The twelfth century witnessed a great monastic revival, with the founding of several new orders with stricter rules: the Cistercians, who built their abbeys in the northern wildernesses laid waste by William I, reclaimed the land for sheep farming, and became England's foremost wool producers; the Augustinian canons, whose double houses admitted both men and women in holy orders; the Carthusians, who lived under an austere rule requiring them to embrace a life of solitude and silence; and the Order of Fontevrault, especially dear to Eleanor of Aquitaine and her family.
In England, a programme of monastic reform had been imposed by William I. Most of the Norman kings founded abbeys in England, such as those at Reading and Faversham, whose respective founders Henry I and King Stephen were buried in the churches they had endowed. William I and his queen, Matilda of Flanders, founded or endowed several abbeys in Normandy, notably at Caen, where they were entombed.
The religious houses were not just the refuge of those who wished to retreat from the world and live lives dedicated to God. They fed and cared for the poor, healed the sick, dispensed alms, and gave shelter to travellers. Many were cradles of learning, preserving in their libraries ancient books, documents, and manuscripts, and training their monks in the arts of illumination and calligraphy so that they could produce Bibles and devotional works glorifying God-- most books were about religious subjects-- or new chronicles and annals recording the history of their house or of England itself. The Church therefore enjoyed a monopoly over the written word.
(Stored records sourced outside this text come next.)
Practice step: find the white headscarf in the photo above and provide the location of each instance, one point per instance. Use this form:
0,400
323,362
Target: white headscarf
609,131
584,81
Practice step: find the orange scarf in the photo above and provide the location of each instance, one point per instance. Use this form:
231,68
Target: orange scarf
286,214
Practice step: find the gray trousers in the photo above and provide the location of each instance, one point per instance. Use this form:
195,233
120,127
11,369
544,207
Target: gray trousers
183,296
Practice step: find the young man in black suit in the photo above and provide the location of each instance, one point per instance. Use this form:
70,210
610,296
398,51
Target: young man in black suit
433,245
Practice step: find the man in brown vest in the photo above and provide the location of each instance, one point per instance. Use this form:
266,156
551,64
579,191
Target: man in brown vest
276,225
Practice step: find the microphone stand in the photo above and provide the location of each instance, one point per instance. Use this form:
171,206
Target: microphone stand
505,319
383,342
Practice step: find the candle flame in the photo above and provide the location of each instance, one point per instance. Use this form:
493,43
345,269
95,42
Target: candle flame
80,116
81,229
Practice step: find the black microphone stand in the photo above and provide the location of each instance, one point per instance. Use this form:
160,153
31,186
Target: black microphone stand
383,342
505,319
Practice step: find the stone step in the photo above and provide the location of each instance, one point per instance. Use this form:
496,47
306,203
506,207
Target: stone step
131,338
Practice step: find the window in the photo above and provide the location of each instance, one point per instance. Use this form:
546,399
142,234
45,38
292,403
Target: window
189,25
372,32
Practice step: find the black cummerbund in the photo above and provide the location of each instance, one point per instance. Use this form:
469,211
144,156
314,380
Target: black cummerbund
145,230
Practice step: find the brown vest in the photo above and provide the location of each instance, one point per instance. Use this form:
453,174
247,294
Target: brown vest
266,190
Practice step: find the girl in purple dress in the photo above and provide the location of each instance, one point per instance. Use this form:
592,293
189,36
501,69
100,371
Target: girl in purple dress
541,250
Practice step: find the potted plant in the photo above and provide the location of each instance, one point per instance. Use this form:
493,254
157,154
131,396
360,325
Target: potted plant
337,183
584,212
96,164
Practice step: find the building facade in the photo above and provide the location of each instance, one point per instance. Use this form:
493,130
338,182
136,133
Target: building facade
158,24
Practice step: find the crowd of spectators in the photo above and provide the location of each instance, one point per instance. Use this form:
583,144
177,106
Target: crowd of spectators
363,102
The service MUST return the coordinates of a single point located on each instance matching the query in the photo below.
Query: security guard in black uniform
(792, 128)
The expensive art of illumination had been imported from Byzantium, thanks to the expansion of trade with the Eastern Empire, and there are some exquisite English examples from this period, notably the Byzantine-influenced Winchester Bible. Manuscripts were written mainly in the rounded Carolingian minuscule script, which had not yet given way to Gothic lettering. Most books were bound with leather-covered oak boards, but some were lavishly adorned with gold or metal filigree work, ivory reliefs, or precious stones.